In Hatcher's book, Vector bundles and K-theory. He states the following version of Leray-Hirsch's theorem:
Let $p:E \longrightarrow B$ be a fiber bundle with $E$ and $B$ compact Hausdorff and with fiber $F$ such that $K^\ast(F)$ is free. Suppose there exists class $c_1, \cdots, c_n \in K^\ast(E)$ that restrict to a basis of $K^\ast (F)$ in each fiber $F$. If either (a) $B$ is a finite cell complex or (b)$F$ is a finite cell complex having all cells of even dimension, then $K^\ast(E)$, as a module over $K^\ast (B)$, is free with basis {$c_1,\cdots,c_n$}.
Can we drop those finiteness for $B$ and $F$ assumptions?
In Spanier's book, Algebraic topology, a similar theorem is stated for singular homology and cohomology without the finiteness assumption. From my understanding, Spanier first prove the theorem for homology under some finiteness assumption so he can do induction by long exact sequences like what Hatcher did. Then he dropped the finiteness assumption by the fact that homology is compatible with colimits and he concluded the result for cohomology by using the universal coefficient theorem ($H^\ast(Y,G)\otimes M^\ast \cong H^\ast(Hom(\Delta(Y)) \otimes M, G)$) and the homology case.

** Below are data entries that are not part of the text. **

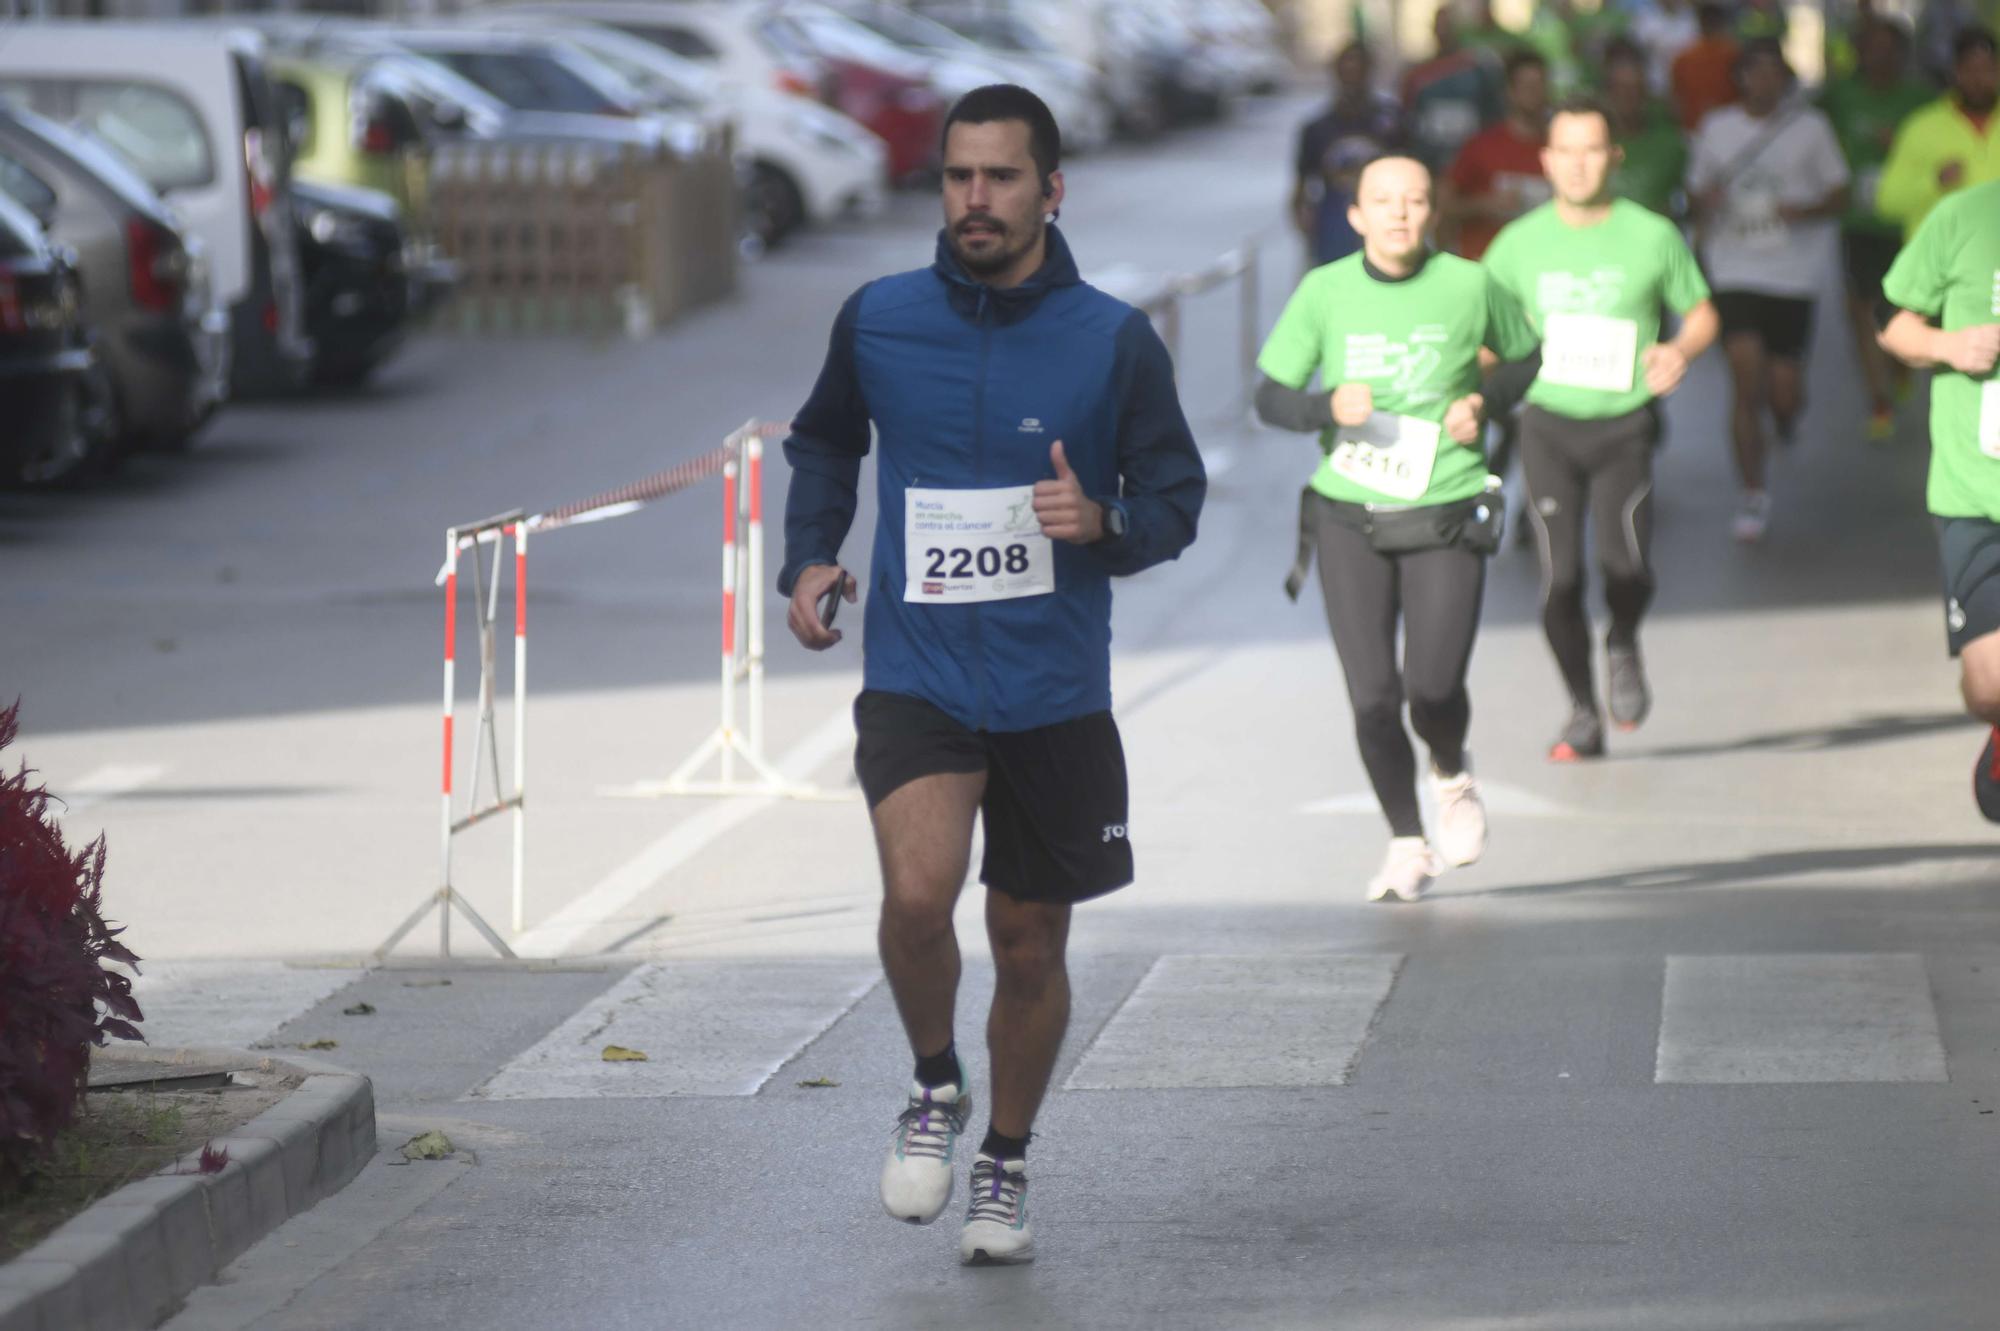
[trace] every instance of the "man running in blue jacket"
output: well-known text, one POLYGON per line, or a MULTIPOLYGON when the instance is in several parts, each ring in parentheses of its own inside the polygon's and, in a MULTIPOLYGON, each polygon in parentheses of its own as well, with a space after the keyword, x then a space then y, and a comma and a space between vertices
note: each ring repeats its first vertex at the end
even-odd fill
POLYGON ((858 591, 839 558, 871 422, 881 439, 854 761, 882 861, 882 966, 916 1055, 882 1204, 912 1224, 951 1200, 972 1109, 952 910, 985 819, 993 1101, 959 1244, 971 1263, 1034 1257, 1026 1157, 1069 1023, 1070 908, 1132 881, 1111 578, 1186 549, 1208 485, 1165 345, 1078 277, 1053 225, 1060 153, 1025 89, 952 108, 936 260, 841 306, 785 441, 778 590, 823 651, 841 634, 822 606, 858 591))

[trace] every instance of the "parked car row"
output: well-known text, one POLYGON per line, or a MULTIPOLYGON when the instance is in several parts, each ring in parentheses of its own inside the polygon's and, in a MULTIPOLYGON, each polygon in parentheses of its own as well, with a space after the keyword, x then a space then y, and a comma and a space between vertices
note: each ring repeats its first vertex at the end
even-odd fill
POLYGON ((0 43, 0 339, 35 349, 7 374, 0 483, 88 480, 187 447, 232 397, 357 382, 448 285, 394 197, 293 178, 280 86, 221 26, 0 43), (56 309, 75 327, 50 351, 56 309))
POLYGON ((184 448, 232 397, 351 386, 450 290, 425 163, 466 142, 736 162, 742 245, 931 178, 1019 83, 1066 151, 1275 89, 1260 0, 496 0, 425 26, 256 13, 0 42, 0 482, 184 448), (18 423, 18 424, 17 424, 18 423))

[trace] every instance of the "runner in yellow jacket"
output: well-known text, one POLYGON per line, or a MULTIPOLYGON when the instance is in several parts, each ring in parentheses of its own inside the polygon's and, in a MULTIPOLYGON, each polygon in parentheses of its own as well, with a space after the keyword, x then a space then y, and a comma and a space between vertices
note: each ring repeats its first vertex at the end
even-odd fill
POLYGON ((1952 47, 1951 91, 1896 132, 1875 211, 1908 239, 1947 194, 2000 180, 2000 47, 1985 28, 1967 28, 1952 47))

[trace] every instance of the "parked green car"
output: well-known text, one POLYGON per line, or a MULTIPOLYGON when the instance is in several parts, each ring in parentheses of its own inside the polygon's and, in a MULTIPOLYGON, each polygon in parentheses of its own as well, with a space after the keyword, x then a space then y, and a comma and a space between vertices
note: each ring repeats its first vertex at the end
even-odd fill
POLYGON ((408 103, 381 86, 376 65, 330 52, 271 58, 292 170, 308 180, 379 190, 403 216, 421 217, 424 133, 408 103))

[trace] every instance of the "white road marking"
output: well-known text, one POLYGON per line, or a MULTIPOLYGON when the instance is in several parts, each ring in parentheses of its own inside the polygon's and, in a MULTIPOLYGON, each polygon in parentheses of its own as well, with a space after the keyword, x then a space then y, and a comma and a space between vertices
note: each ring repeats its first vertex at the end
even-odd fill
MULTIPOLYGON (((828 759, 854 747, 854 718, 845 707, 778 760, 778 770, 804 782, 828 759)), ((514 951, 524 957, 559 957, 578 940, 659 885, 662 878, 686 864, 724 834, 748 822, 780 801, 776 797, 717 800, 677 824, 576 900, 523 933, 514 951)))
MULTIPOLYGON (((1430 804, 1430 792, 1418 786, 1426 806, 1430 804)), ((1519 786, 1510 786, 1499 781, 1479 778, 1479 793, 1486 801, 1489 813, 1503 814, 1510 818, 1568 818, 1576 811, 1554 800, 1543 799, 1533 791, 1519 786)), ((1332 795, 1322 800, 1312 800, 1299 806, 1300 813, 1381 813, 1372 791, 1357 791, 1348 795, 1332 795)))
POLYGON ((1668 957, 1653 1080, 1949 1080, 1924 959, 1668 957))
POLYGON ((157 1049, 247 1049, 367 974, 282 961, 144 961, 132 995, 157 1049))
POLYGON ((1398 954, 1164 956, 1063 1085, 1344 1086, 1398 954))
POLYGON ((59 797, 49 807, 58 817, 66 813, 76 813, 88 809, 93 804, 117 799, 141 786, 151 785, 166 775, 167 769, 158 763, 106 763, 84 774, 82 779, 66 789, 53 787, 50 794, 59 797))
POLYGON ((850 961, 641 966, 472 1092, 487 1100, 755 1095, 853 1010, 882 970, 850 961), (604 1046, 646 1055, 607 1063, 604 1046))

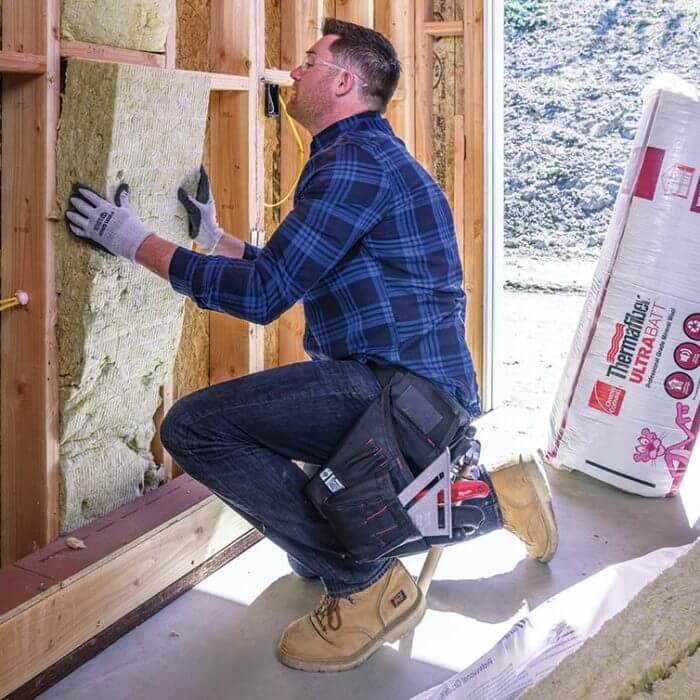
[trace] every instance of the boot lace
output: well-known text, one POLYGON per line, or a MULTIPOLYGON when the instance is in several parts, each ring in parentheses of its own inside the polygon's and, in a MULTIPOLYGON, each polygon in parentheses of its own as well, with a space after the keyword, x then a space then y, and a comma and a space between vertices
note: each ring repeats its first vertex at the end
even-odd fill
POLYGON ((313 614, 323 632, 328 631, 328 629, 337 632, 341 625, 340 598, 324 595, 313 614))

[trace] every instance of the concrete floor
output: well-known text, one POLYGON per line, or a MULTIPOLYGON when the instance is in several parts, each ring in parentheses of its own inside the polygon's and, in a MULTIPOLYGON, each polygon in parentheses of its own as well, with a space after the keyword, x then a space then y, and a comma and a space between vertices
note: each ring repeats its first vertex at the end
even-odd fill
MULTIPOLYGON (((562 532, 552 563, 527 559, 506 532, 445 550, 412 638, 385 646, 358 669, 306 674, 276 661, 278 635, 315 605, 320 586, 289 573, 283 552, 263 541, 41 697, 407 699, 487 651, 523 600, 534 608, 610 564, 700 535, 697 478, 684 489, 697 494, 692 501, 642 499, 583 474, 550 477, 562 532)), ((422 560, 406 560, 412 573, 422 560)))

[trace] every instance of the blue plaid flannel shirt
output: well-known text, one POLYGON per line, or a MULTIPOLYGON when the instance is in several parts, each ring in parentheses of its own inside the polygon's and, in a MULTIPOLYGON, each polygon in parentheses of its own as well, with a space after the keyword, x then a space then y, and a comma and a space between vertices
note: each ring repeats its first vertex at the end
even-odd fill
POLYGON ((294 209, 264 248, 242 259, 178 248, 170 281, 253 323, 302 300, 312 359, 400 365, 480 413, 452 213, 377 112, 315 136, 294 209))

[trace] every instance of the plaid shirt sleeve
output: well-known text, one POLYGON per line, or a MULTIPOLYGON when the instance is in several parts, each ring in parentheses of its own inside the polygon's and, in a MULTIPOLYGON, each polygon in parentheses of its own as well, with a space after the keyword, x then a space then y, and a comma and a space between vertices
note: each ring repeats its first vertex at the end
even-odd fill
POLYGON ((241 259, 178 248, 173 288, 205 309, 269 323, 296 303, 384 216, 389 184, 375 157, 356 143, 314 156, 294 209, 262 248, 241 259))

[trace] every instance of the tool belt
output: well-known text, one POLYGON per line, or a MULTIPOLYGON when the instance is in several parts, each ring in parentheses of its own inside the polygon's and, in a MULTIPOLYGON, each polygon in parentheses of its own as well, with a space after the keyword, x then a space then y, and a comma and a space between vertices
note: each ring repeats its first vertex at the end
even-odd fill
MULTIPOLYGON (((309 480, 306 496, 358 562, 473 536, 484 511, 472 500, 452 506, 453 478, 479 457, 469 414, 423 377, 395 367, 372 369, 381 394, 309 480)), ((464 486, 472 499, 475 493, 493 498, 485 472, 478 484, 464 486)))

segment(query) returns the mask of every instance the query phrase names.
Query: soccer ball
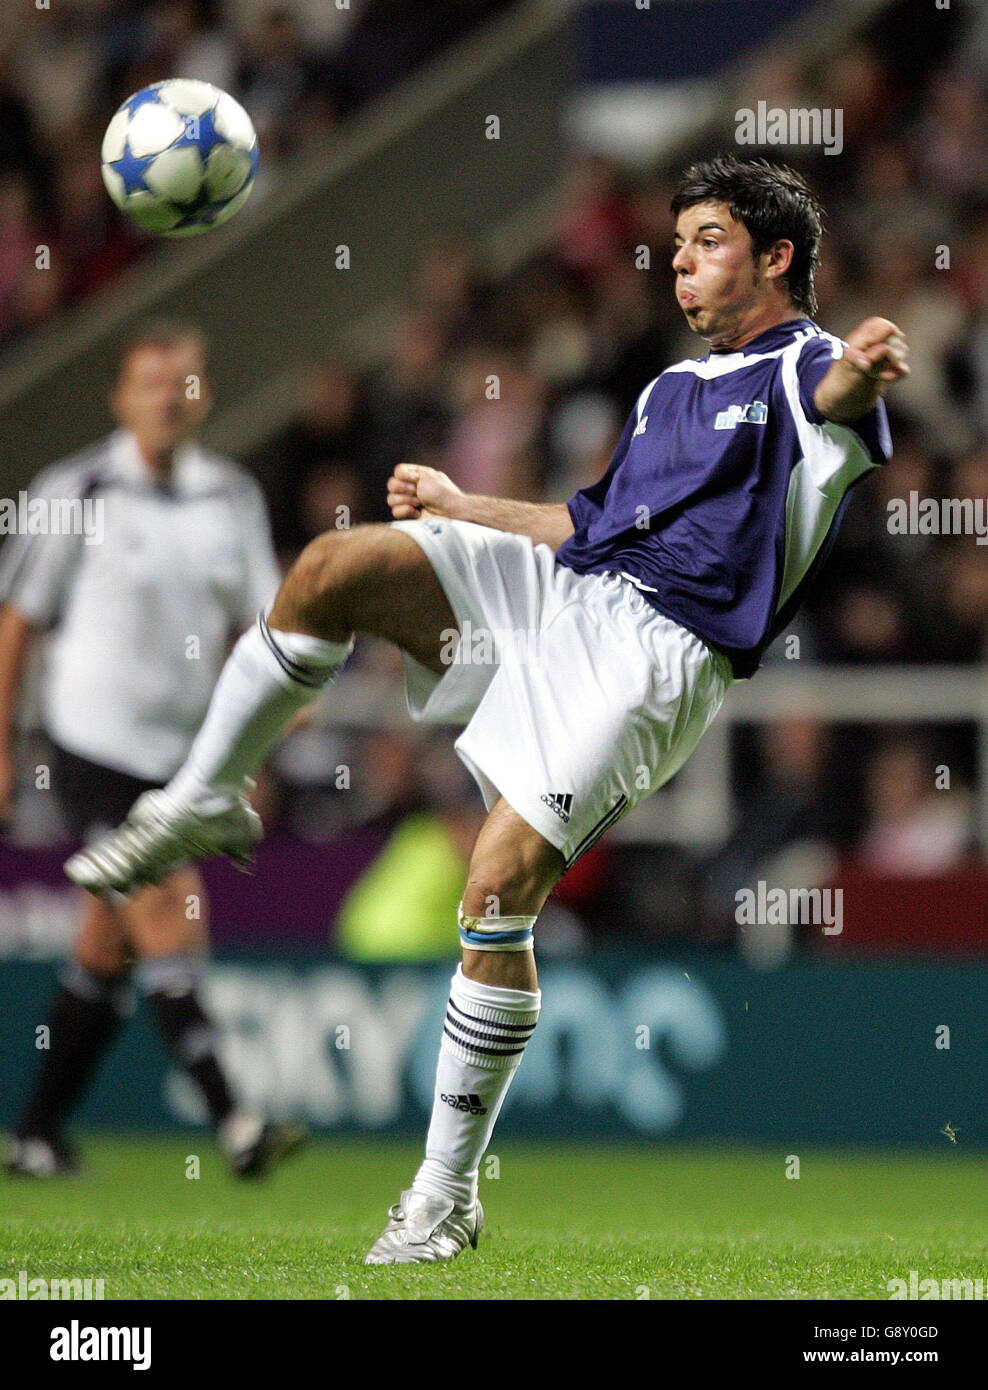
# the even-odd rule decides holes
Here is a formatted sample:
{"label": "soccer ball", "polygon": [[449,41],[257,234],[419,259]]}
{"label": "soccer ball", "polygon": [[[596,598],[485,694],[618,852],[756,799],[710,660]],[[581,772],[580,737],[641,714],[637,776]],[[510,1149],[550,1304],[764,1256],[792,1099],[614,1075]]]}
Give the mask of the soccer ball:
{"label": "soccer ball", "polygon": [[127,98],[107,126],[101,158],[107,192],[139,227],[196,236],[247,201],[257,135],[226,92],[173,78]]}

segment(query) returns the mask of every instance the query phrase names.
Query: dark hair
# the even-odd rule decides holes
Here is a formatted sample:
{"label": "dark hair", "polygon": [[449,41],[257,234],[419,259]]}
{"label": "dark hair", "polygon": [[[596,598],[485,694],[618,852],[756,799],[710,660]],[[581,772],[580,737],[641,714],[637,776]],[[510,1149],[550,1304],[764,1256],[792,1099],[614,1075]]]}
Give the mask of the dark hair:
{"label": "dark hair", "polygon": [[205,360],[208,342],[198,324],[190,319],[145,319],[136,324],[120,343],[114,375],[117,380],[120,379],[124,367],[139,348],[176,348],[183,343],[194,343]]}
{"label": "dark hair", "polygon": [[717,155],[690,165],[670,207],[678,217],[697,203],[726,203],[735,221],[747,229],[755,257],[777,241],[791,241],[792,265],[786,275],[789,297],[797,309],[816,313],[813,280],[820,264],[823,208],[802,174],[766,159]]}

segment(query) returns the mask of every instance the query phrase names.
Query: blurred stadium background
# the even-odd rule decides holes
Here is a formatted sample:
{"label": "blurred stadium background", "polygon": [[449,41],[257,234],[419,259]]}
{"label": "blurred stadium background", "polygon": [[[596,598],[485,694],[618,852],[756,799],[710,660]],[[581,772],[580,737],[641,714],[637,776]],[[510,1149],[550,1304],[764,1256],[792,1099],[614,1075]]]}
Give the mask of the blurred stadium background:
{"label": "blurred stadium background", "polygon": [[[839,155],[762,152],[829,211],[823,326],[880,313],[911,340],[894,462],[765,669],[547,907],[503,1128],[988,1143],[988,546],[887,525],[913,492],[988,496],[984,7],[8,0],[2,25],[0,494],[104,433],[121,333],[181,313],[212,345],[205,440],[256,473],[286,565],[341,518],[385,519],[399,460],[530,499],[596,478],[642,386],[702,351],[670,292],[677,170],[732,147],[739,108],[843,111]],[[262,149],[235,223],[178,245],[123,222],[98,158],[118,102],[171,75],[232,92]],[[75,924],[45,757],[29,699],[0,840],[0,1125]],[[329,1130],[417,1135],[482,809],[452,734],[413,729],[396,654],[365,641],[260,794],[256,878],[209,869],[233,1075]],[[739,926],[759,881],[841,888],[843,930]],[[200,1121],[128,1027],[140,1050],[82,1122]]]}

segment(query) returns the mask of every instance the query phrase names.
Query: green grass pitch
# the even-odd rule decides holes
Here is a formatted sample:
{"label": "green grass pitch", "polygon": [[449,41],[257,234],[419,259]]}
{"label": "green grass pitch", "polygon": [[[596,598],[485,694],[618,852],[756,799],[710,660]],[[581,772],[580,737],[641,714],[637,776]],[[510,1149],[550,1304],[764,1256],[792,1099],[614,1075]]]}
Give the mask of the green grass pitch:
{"label": "green grass pitch", "polygon": [[[138,1299],[844,1299],[984,1274],[983,1159],[495,1146],[487,1230],[449,1265],[366,1268],[418,1146],[314,1141],[269,1180],[205,1138],[91,1138],[86,1178],[0,1178],[0,1278],[102,1278]],[[198,1179],[186,1159],[201,1159]]]}

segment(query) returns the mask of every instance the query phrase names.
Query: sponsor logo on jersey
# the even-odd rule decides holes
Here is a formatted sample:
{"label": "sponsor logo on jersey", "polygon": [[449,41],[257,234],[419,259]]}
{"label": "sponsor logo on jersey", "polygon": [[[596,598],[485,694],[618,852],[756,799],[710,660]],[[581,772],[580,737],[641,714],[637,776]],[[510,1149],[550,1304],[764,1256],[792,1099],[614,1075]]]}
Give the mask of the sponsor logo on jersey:
{"label": "sponsor logo on jersey", "polygon": [[648,416],[647,416],[647,415],[643,415],[642,418],[638,421],[638,424],[635,426],[635,433],[631,436],[632,439],[635,438],[635,435],[644,434],[644,433],[645,433],[645,426],[646,426],[647,424],[648,424]]}
{"label": "sponsor logo on jersey", "polygon": [[718,412],[714,421],[715,430],[733,430],[738,425],[764,425],[768,419],[768,406],[764,401],[752,401],[749,405],[729,405]]}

The problem is, from what I heard, $K$-theory is a cohomology theory so I'm not sure if it's compatible with limits. (I know singular cohomology isn't.) And I don't know if it has a universal coefficient theorem like theorem relates it with some compactly supported theorem.
So please tell me if you know the answer or some reference. Thank you.